We hopped off the tram at St Peter’s Sqaure and cut through to Albert Square – the European Market held here is probably the best way to start off your tour of the Manchester Christmas markets as it is a large square with lots of “streets” of wooden market cabins and a large log chalet bar in the middle selling Gluhwein. It’s a hub where everyone seems to congregate and there’s a nice feel to it. We then made our way down to the World market which I always seems to find the least interesting, which is odd considering a great many treasures in our house are ethnic pieces collected from around the globe. On to St Ann’s Square and finally to the ‘posh’ market in front of the designer shops.
A couple of hours later and we left the markets laden down with our goodies…two Camembert from Normandy… It’s safe to say N and I have discovered we aren’t really into the whole Christmas shopping thing. It made me feel strangely odd, like there was something wrong with me.
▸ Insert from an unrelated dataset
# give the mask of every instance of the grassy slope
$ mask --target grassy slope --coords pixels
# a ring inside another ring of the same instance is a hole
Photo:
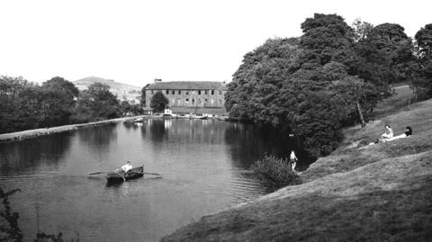
[[[382,108],[392,114],[347,130],[341,148],[301,175],[304,184],[202,217],[163,241],[431,241],[432,100],[396,113]],[[396,134],[410,125],[414,135],[363,146],[384,123]]]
Why wasn’t I rushing about in Marks & Spencer with my basket (I didn’t even have a basket) full of selection boxes of biscuits? Why wasn’t I in the crowd at the market stall selling large glowing rocks? Why didn’t I think my granny would like a giant plastic-wrapped iced gingerbread Christmas tree?
We really enjoyed the buzz at the Christmas markets; the fantastic wafts of cooking sausages, Raclette, mulled wine, and soaps as you passed different stalls; the lines of Christmas trees and bunches of red berries; even the fake snow shooting from a fake chimney atop a fake log cabin which combined with the smell of burning frankfurters resembled ash from a bonfire. We enjoyed all these things. We really enjoyed putting the heaters on full-whack in the car to defrost our numb fingers and bums after spending five minutes sitting on a platform after getting on the wrong tram.
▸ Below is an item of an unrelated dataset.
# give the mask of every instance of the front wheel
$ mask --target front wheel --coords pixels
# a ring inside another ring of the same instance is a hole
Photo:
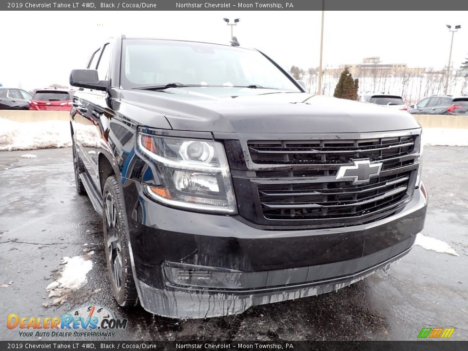
[[[102,207],[104,245],[114,296],[121,306],[134,306],[137,294],[125,237],[123,196],[115,176],[106,181]]]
So even though I had a crisis of confidence in my ability to be a British citizen and enjoy frenzied Christmas shopping for tat, I am comforted in the knowledge that I still like that Christmassy feeling – and part of that is (watching other people) on their made Christmas shopping sprees. I am firm in the knowledge that I love shopping, but it’s for food. There were some truly fantastic cheese stalls and I wish I had more money and a set of spare arteries to indulge in my love for cheese. To come home with only two Camembert is very restrained and probably due part to N being there for that look that says ‘Charlie, do we really need more cheese…?’ The Camembert will be saved (somehow!) for Christmas eve, removed from their wrapping, replaced in their box, bunged in the oven to be baked to a gooey deliciousness and served with crusty bread.
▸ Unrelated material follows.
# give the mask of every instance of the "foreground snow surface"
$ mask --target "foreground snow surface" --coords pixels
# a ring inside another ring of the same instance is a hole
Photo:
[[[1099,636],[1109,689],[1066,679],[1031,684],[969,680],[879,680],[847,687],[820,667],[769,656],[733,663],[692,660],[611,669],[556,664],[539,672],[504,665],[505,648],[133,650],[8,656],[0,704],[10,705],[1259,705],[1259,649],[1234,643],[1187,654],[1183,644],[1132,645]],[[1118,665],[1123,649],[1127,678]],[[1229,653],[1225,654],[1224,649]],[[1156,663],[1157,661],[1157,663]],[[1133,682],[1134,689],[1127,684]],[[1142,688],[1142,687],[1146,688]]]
For those who share my love for all things cheese here is the recipe for the baked Camembert.
Camembert baked in the box
Enough for 2
Preheat the oven to 200°C.
Remove the cheese from its plastic wrapper and put it back into the wooden box.
Slice a cross into the top of the Camembert. At this point you can put the lid on and bung it in the oven, but if you want you can do the following to it first. Rub the top of the cheese with the cut garlic clove, drizzle a little white wine into the centre where you made your slices, and stick a sprig of thyme into the top.
Bake the Camembert in its box with the lid on for 25-30 minutes when it should be hot and bubbling.
Serve with crusty white bread cut into chunks that can be dunked into the melted cheese. Eat beside a crackling fire on Christmas Eve.
*This dish also works well with Vacherin Mont d’Or – a fantastic French cheese that is wrapped in spruce bark and only available in the Autumn and Winter months – perfect for Christmas. Best served for more than two as it’s larger and richer than baked Camembert.